25 de setembro: Dia Internacional do Farmacêutico

Conheça um pouco sobre o trabalho dos farmacêuticos do HU-UFS.

Os farmacêuticos são os especialistas em medicamentos. Neste 25 de setembro, instituições de todo o mundo somam-se a esta homenagem. O farmacêutico desempenha um papel crucial em todos os níveis assistenciais. Com a sua vocação, sobretudo, educa para o uso responsável dos fármacos. No Dia Internacional do Farmacêutico, os profissionais do Hospital Universitário da Universidade Federal de Sergipe (HU-UFS), vinculado à Rede Ebserh, contam os detalhes das suas atuações em prol dos objetivos do hospital-escola.

 

“No Ambulatório do HU-UFS, temos três farmacêuticas: Grace, Celina e eu. Celina atua no ambulatório de oncologia. O trabalho que eu e Grace desempenhamos tem a ver com algumas atribuições que ajudam, principalmente, o aumento da adesão dos pacientes à farmacoterapia. Liberamos medicamentos antirretrovirais para tratamento de pacientes com vírus HIV. Liberamos também a Prep [profilaxia pré-exposição ao HIV] e o Pen Ve Oral [medicamento para prevenir infecções em crianças de zero a cinco anos diagnosticadas com anemia falciforme]. Além disso, realizamos, todas as quartas-feiras, acompanhamentos de pacientes com hepatite C: avaliamos e orientamos todos os pacientes que iniciarão ou que já estão em tratamento. Por fim, realizamos acompanhamento farmacoterapêutico de pacientes encaminhados por vários especialistas, como pneumologistas e cardiologistas; e pacientes em uso de polifarmácia [vários medicamentos], com os quais trabalhamos para melhorar a adesão e responder melhor ao tratamento. Isso impacta diretamente na qualidade de vida dessas pacientes”.

Michelle Menezes, farmacêutica da Unidade de Abastecimento e Dispensação Farmacêutica. Foto: Ascom/HU-UFS.

 

“A gente atende pacientes de consultório do ambulatório todo. Fazemos a parte da anamnese farmacoterapêutica e cuidamos do paciente em tudo relacionado aos medicamentos: ver se estão tomando os remédios corretamente, se a dose está correta, se há adesão, se há interação medicamentosa, se o paciente usa o mesmo medicamento duas vezes. Também vemos se os exames estão bem no que concerne ao uso dos medicamentos. Além disso, a gente dispensa os medicamentos de HIV e anemia falciforme. A farmácia clínica no HU-UFS é tudo isso que a gente faz com o paciente ambulatorial”.

Grace Doria, farmacêutica da Unidade de Farmácia Clínica.

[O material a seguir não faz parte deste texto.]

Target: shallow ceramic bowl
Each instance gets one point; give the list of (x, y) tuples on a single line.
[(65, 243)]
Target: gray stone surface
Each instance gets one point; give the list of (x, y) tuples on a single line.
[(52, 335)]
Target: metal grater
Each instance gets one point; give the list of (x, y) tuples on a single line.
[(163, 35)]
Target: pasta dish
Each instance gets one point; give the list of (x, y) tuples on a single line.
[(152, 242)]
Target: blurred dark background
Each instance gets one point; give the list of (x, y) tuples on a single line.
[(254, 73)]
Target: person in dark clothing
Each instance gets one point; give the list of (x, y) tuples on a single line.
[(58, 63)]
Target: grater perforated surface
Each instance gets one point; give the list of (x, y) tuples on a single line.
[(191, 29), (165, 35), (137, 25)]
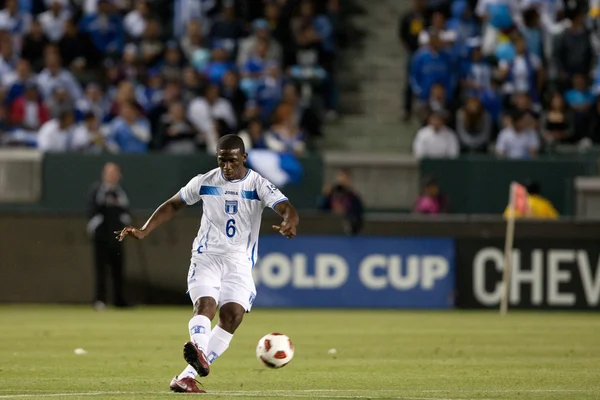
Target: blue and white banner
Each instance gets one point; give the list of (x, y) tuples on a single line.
[(329, 271), (279, 168)]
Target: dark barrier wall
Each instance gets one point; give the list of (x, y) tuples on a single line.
[(48, 259), (149, 179), (480, 184)]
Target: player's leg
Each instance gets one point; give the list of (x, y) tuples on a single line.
[(230, 318), (204, 281), (100, 262), (237, 294)]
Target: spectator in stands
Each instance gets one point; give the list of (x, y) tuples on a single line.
[(278, 28), (130, 132), (171, 94), (518, 140), (439, 27), (54, 76), (411, 25), (476, 72), (172, 65), (436, 140), (498, 16), (593, 132), (54, 20), (255, 67), (90, 137), (14, 21), (105, 28), (557, 123), (151, 46), (176, 133), (95, 102), (59, 101), (580, 100), (437, 102), (341, 199), (77, 49), (193, 43), (285, 136), (573, 52), (136, 20), (307, 118), (56, 135), (227, 28), (108, 212), (8, 57), (269, 91), (192, 84), (473, 126), (524, 73), (33, 47), (231, 91), (532, 32), (464, 26), (201, 114), (218, 65), (28, 112), (253, 136), (151, 94), (431, 201), (430, 66)]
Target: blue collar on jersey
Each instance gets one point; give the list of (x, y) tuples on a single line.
[(238, 180)]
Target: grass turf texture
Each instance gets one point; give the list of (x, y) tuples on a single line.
[(133, 354)]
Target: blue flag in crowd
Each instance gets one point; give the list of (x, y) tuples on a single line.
[(280, 169)]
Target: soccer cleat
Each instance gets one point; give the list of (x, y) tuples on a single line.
[(185, 385), (196, 358)]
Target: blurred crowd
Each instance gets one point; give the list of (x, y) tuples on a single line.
[(516, 77), (132, 76)]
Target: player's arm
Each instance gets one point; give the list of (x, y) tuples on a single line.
[(163, 213), (290, 219)]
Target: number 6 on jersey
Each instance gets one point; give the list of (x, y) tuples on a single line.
[(230, 228)]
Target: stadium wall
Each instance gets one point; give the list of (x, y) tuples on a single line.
[(398, 263)]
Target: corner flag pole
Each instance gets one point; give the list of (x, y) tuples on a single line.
[(517, 201)]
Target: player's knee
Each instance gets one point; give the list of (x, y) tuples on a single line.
[(231, 316), (206, 306)]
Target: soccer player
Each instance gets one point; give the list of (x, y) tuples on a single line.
[(223, 253)]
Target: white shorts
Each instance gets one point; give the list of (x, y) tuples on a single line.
[(227, 279)]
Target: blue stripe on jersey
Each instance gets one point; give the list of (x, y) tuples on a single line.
[(249, 194), (279, 201), (210, 190)]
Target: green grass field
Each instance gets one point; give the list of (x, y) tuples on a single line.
[(133, 354)]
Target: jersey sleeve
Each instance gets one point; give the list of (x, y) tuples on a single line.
[(269, 195), (190, 193)]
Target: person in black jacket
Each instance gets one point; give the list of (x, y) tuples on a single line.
[(341, 199), (108, 212)]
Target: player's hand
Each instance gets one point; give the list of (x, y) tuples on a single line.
[(130, 231), (286, 229)]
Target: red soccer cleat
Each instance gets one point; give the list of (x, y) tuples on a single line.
[(185, 385), (196, 358)]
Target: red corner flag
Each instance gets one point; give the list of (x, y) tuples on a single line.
[(519, 199)]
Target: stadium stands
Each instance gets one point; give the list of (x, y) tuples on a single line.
[(154, 75), (521, 70)]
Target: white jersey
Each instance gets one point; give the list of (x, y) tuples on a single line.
[(232, 211)]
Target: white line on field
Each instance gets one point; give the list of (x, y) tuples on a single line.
[(316, 393), (266, 393)]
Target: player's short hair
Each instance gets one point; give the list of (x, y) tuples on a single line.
[(231, 142)]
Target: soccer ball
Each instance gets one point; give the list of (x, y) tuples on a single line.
[(275, 350)]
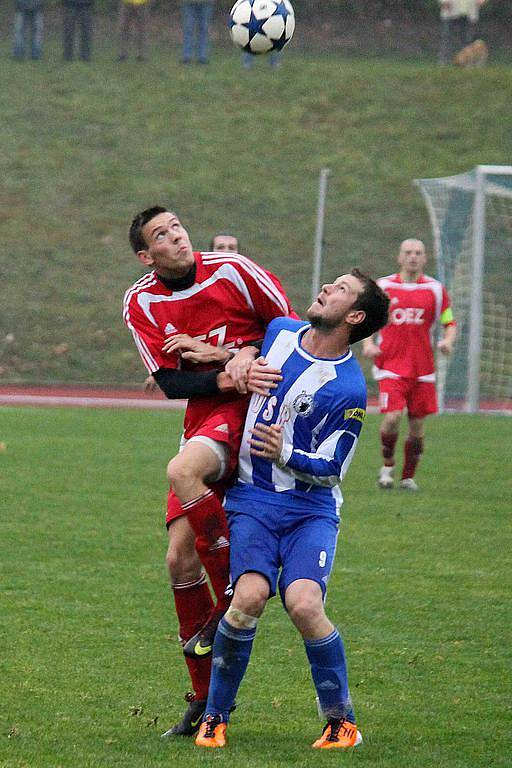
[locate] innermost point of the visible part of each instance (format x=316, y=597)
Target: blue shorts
x=282, y=548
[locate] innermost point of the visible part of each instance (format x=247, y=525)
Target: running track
x=95, y=397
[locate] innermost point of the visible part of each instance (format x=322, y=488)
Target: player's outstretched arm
x=238, y=367
x=194, y=350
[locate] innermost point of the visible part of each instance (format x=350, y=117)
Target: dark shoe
x=191, y=720
x=201, y=644
x=212, y=732
x=338, y=734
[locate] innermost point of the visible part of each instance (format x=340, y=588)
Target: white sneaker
x=408, y=484
x=385, y=479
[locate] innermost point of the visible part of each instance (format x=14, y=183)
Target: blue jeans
x=196, y=18
x=25, y=22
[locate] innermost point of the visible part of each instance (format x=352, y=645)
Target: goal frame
x=478, y=262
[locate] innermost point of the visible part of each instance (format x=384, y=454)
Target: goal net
x=471, y=217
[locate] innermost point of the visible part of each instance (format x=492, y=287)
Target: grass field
x=86, y=146
x=90, y=667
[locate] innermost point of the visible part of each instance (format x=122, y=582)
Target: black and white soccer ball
x=261, y=26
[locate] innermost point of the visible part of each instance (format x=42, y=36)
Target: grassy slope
x=86, y=631
x=84, y=147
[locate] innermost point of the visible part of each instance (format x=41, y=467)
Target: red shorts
x=419, y=397
x=223, y=425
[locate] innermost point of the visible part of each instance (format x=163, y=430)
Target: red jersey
x=230, y=303
x=406, y=341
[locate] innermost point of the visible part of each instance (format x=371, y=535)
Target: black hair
x=223, y=234
x=137, y=241
x=374, y=302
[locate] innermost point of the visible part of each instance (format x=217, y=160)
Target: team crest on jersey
x=357, y=414
x=303, y=404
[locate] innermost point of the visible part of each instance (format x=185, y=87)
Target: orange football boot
x=338, y=733
x=212, y=732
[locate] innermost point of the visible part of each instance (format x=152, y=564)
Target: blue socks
x=231, y=651
x=329, y=671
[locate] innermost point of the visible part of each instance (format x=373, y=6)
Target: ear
x=145, y=258
x=355, y=316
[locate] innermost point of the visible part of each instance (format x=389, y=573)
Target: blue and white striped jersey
x=321, y=405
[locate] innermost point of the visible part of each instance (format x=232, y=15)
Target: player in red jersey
x=189, y=316
x=404, y=358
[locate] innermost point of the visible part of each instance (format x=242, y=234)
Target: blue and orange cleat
x=212, y=732
x=338, y=734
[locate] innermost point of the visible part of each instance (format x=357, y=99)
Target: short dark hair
x=222, y=234
x=137, y=241
x=374, y=302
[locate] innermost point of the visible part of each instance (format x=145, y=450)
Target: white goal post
x=471, y=218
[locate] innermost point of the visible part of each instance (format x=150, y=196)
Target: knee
x=305, y=609
x=391, y=422
x=251, y=595
x=180, y=473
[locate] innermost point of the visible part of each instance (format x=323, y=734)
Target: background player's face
x=412, y=257
x=225, y=243
x=168, y=246
x=334, y=302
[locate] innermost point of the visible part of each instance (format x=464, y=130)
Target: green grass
x=89, y=653
x=84, y=147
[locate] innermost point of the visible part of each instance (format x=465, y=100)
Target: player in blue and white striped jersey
x=283, y=513
x=320, y=406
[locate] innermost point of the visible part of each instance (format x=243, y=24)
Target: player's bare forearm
x=266, y=441
x=238, y=367
x=447, y=343
x=262, y=378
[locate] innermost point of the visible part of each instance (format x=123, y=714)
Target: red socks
x=388, y=440
x=208, y=521
x=194, y=604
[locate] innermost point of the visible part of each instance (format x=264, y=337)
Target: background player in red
x=188, y=317
x=404, y=358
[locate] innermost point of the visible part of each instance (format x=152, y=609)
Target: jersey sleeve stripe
x=147, y=358
x=259, y=274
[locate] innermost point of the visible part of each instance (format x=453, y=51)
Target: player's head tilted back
x=225, y=242
x=160, y=240
x=353, y=300
x=137, y=241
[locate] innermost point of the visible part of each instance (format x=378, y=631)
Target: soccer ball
x=261, y=26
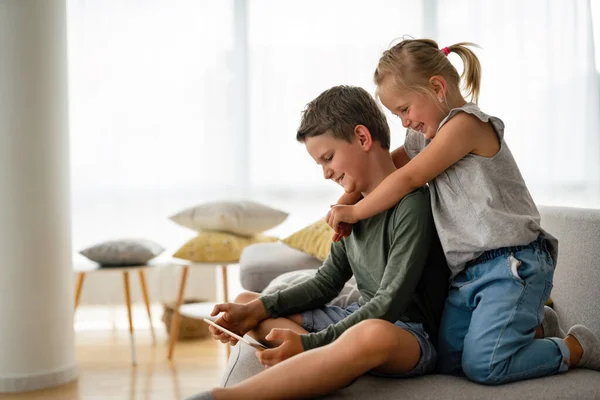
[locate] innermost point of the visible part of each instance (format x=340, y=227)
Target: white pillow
x=123, y=252
x=245, y=218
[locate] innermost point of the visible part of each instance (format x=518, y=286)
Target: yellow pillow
x=218, y=246
x=315, y=239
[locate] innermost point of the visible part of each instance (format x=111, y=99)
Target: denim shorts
x=320, y=318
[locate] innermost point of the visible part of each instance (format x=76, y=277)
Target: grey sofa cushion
x=578, y=384
x=262, y=262
x=576, y=292
x=347, y=296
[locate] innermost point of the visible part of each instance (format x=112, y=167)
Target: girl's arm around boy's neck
x=454, y=141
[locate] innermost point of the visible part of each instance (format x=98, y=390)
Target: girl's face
x=417, y=110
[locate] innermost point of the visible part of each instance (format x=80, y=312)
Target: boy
x=395, y=257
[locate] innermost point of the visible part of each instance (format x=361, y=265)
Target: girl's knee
x=478, y=367
x=246, y=297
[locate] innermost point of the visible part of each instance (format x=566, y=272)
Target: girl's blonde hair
x=413, y=61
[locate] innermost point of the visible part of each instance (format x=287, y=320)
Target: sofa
x=576, y=298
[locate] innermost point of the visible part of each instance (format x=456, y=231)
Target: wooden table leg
x=225, y=289
x=128, y=301
x=225, y=297
x=147, y=302
x=176, y=320
x=78, y=288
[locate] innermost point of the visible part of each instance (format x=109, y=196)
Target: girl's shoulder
x=470, y=116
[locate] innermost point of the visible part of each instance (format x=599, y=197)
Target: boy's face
x=342, y=162
x=417, y=111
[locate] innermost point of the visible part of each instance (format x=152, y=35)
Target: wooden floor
x=106, y=371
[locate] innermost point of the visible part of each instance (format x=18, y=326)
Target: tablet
x=249, y=341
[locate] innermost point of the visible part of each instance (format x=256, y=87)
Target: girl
x=502, y=262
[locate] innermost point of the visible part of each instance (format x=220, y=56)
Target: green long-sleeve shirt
x=398, y=264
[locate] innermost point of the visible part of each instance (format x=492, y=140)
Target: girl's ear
x=438, y=84
x=363, y=136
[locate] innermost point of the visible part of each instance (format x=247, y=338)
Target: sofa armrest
x=260, y=263
x=576, y=292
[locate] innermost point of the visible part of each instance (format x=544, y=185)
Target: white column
x=36, y=284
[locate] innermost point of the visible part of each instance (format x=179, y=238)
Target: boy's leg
x=370, y=345
x=508, y=300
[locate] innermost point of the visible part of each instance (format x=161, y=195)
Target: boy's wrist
x=257, y=310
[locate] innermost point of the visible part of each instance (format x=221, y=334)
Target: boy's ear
x=363, y=136
x=438, y=83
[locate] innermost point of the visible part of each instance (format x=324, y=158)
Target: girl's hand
x=341, y=213
x=290, y=346
x=345, y=231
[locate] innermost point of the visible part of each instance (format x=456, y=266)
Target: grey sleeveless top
x=481, y=203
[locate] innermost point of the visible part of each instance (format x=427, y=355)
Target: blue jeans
x=491, y=314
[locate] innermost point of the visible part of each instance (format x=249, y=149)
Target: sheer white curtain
x=177, y=102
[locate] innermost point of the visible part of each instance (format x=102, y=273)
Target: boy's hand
x=291, y=345
x=341, y=213
x=345, y=231
x=238, y=318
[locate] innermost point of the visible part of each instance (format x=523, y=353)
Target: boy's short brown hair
x=338, y=110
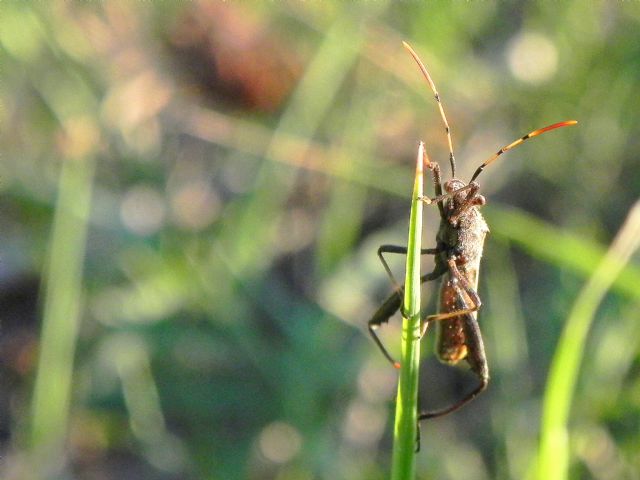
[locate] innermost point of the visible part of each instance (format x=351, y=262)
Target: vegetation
x=192, y=198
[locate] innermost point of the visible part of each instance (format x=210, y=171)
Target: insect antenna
x=518, y=142
x=432, y=85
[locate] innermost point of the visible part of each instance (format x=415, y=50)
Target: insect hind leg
x=394, y=302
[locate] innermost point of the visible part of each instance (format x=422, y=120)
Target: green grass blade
x=553, y=459
x=405, y=428
x=62, y=301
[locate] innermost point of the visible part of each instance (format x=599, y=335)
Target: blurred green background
x=192, y=198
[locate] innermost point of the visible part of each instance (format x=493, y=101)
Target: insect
x=457, y=254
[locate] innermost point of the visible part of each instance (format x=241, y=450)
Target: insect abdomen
x=451, y=343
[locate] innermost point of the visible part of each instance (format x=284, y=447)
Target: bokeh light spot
x=532, y=57
x=279, y=442
x=142, y=210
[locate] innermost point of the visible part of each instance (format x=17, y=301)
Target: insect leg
x=394, y=302
x=403, y=251
x=477, y=361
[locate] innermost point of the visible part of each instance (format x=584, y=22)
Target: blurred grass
x=251, y=158
x=61, y=317
x=553, y=460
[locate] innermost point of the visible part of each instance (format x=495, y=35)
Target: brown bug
x=458, y=251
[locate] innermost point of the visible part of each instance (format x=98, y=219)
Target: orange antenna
x=432, y=85
x=518, y=142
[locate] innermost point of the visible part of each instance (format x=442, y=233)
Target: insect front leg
x=394, y=302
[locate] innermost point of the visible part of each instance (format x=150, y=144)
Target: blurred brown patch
x=231, y=55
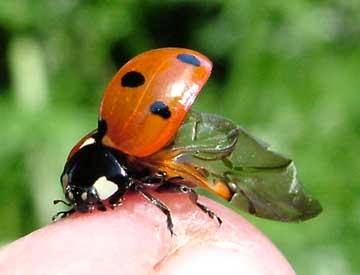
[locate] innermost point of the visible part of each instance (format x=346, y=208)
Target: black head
x=92, y=175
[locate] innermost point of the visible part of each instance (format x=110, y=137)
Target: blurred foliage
x=286, y=70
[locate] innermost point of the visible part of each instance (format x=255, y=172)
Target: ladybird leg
x=193, y=197
x=123, y=186
x=159, y=204
x=62, y=214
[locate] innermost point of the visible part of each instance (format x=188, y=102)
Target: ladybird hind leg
x=174, y=187
x=159, y=204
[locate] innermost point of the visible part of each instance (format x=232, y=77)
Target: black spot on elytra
x=161, y=109
x=189, y=59
x=132, y=79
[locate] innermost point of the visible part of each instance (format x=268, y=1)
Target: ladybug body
x=147, y=138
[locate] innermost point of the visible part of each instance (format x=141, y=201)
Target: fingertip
x=134, y=239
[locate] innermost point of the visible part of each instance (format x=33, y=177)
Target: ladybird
x=148, y=139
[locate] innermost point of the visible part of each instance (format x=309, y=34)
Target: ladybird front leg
x=123, y=186
x=159, y=204
x=173, y=187
x=62, y=214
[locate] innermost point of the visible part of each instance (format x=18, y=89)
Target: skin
x=133, y=239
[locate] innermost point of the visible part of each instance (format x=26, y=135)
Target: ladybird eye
x=65, y=181
x=161, y=109
x=89, y=141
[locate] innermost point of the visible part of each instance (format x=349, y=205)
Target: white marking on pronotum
x=87, y=142
x=84, y=196
x=105, y=188
x=70, y=195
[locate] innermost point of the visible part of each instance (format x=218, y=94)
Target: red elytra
x=149, y=97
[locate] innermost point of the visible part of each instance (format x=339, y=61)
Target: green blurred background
x=286, y=70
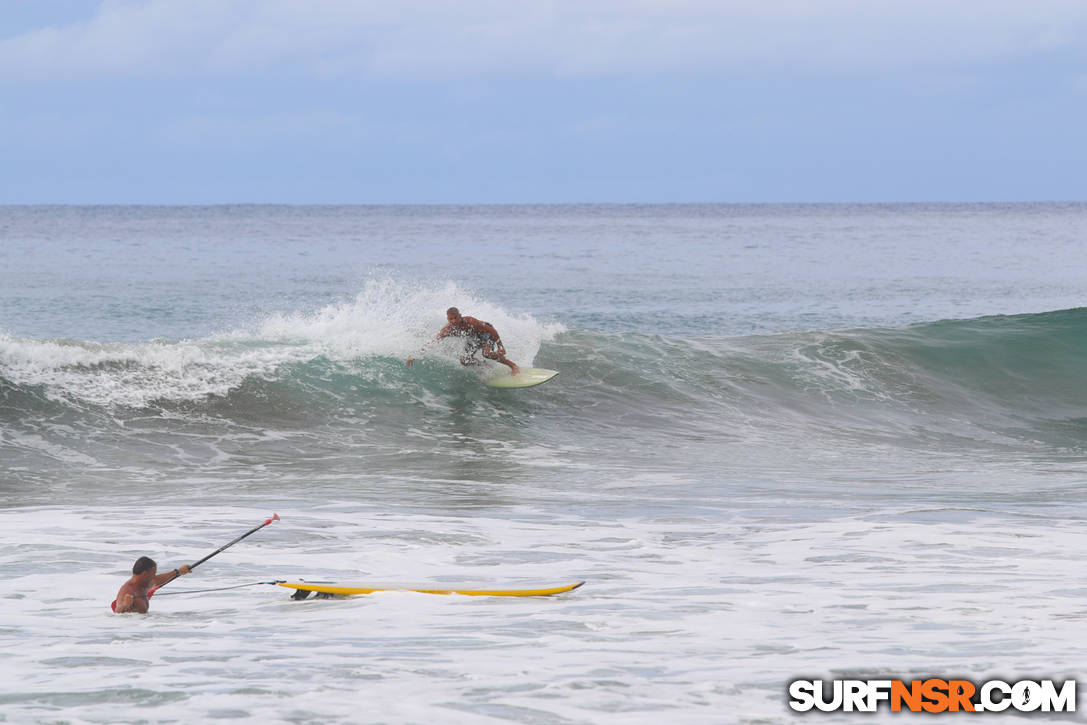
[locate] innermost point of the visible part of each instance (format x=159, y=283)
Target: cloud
x=442, y=38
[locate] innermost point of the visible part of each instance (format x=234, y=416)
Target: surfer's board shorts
x=476, y=342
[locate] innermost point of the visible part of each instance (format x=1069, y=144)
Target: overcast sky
x=430, y=101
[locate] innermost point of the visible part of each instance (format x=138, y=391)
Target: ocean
x=813, y=441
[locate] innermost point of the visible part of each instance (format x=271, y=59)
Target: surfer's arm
x=494, y=333
x=171, y=575
x=124, y=602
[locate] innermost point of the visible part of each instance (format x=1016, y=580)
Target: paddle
x=275, y=516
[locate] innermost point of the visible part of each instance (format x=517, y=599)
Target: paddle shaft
x=275, y=516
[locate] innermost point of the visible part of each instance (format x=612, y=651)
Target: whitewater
x=786, y=441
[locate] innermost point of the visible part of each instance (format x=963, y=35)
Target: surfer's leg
x=492, y=353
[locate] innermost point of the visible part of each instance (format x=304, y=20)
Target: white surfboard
x=526, y=378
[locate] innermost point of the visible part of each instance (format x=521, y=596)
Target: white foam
x=387, y=319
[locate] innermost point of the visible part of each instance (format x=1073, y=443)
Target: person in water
x=133, y=596
x=480, y=337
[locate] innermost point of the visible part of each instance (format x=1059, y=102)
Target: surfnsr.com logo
x=933, y=696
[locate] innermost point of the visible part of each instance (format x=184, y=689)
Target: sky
x=511, y=101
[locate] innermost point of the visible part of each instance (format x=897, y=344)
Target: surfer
x=480, y=337
x=135, y=594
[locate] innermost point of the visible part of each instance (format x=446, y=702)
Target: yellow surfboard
x=526, y=378
x=328, y=588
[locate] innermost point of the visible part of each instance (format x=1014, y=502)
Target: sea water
x=786, y=441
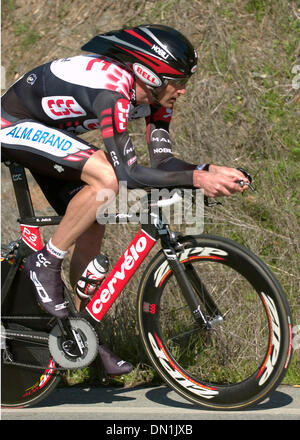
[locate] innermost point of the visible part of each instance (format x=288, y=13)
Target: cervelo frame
x=123, y=270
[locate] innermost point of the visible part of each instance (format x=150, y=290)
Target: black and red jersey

Foto: Ascom/HU-UFS.

 

“Como o ambiente hospitalar é complexo, com o seu sistema de medicação que envolve prescrição, solicitação no sistema e a própria administração, é um processo que por si só traz possibilidade de erro. O farmacêutico que atua no sistema de distribuição é o profissional que recebe as prescrições, realiza a avaliação e a análise delas. Muitos erros de medicação já são identificados nessa etapa de triagem pelo farmacêutico. Ele coordena todo o processo de separação e conferência da preparação das doses que sobem [às enfermarias] para administração nos pacientes. Então, ele funciona como uma barreira à ocorrência de erros de medicação. Além disso, o profissional farmacêutico aqui no HU-UFS, por exemplo, está disponível 24 horas para tirar dúvidas. A gente responde muita dúvida sobre medicamento, diluição, administração, dose correta, interação medicamentosa e incompatibilidade, tanto dúvidas técnicas como aquelas em relação ao acesso: onde conseguir tal produto, qual é o protocolo para conseguir um antifúngico no Ministério da Saúde. Portanto, funcionamos tanto para coordenar o sistema de distribuição e identificar erros como para servir de suporte à equipe de saúde do HU-UFS: médicos, residentes, enfermeiros e outros profissionais”.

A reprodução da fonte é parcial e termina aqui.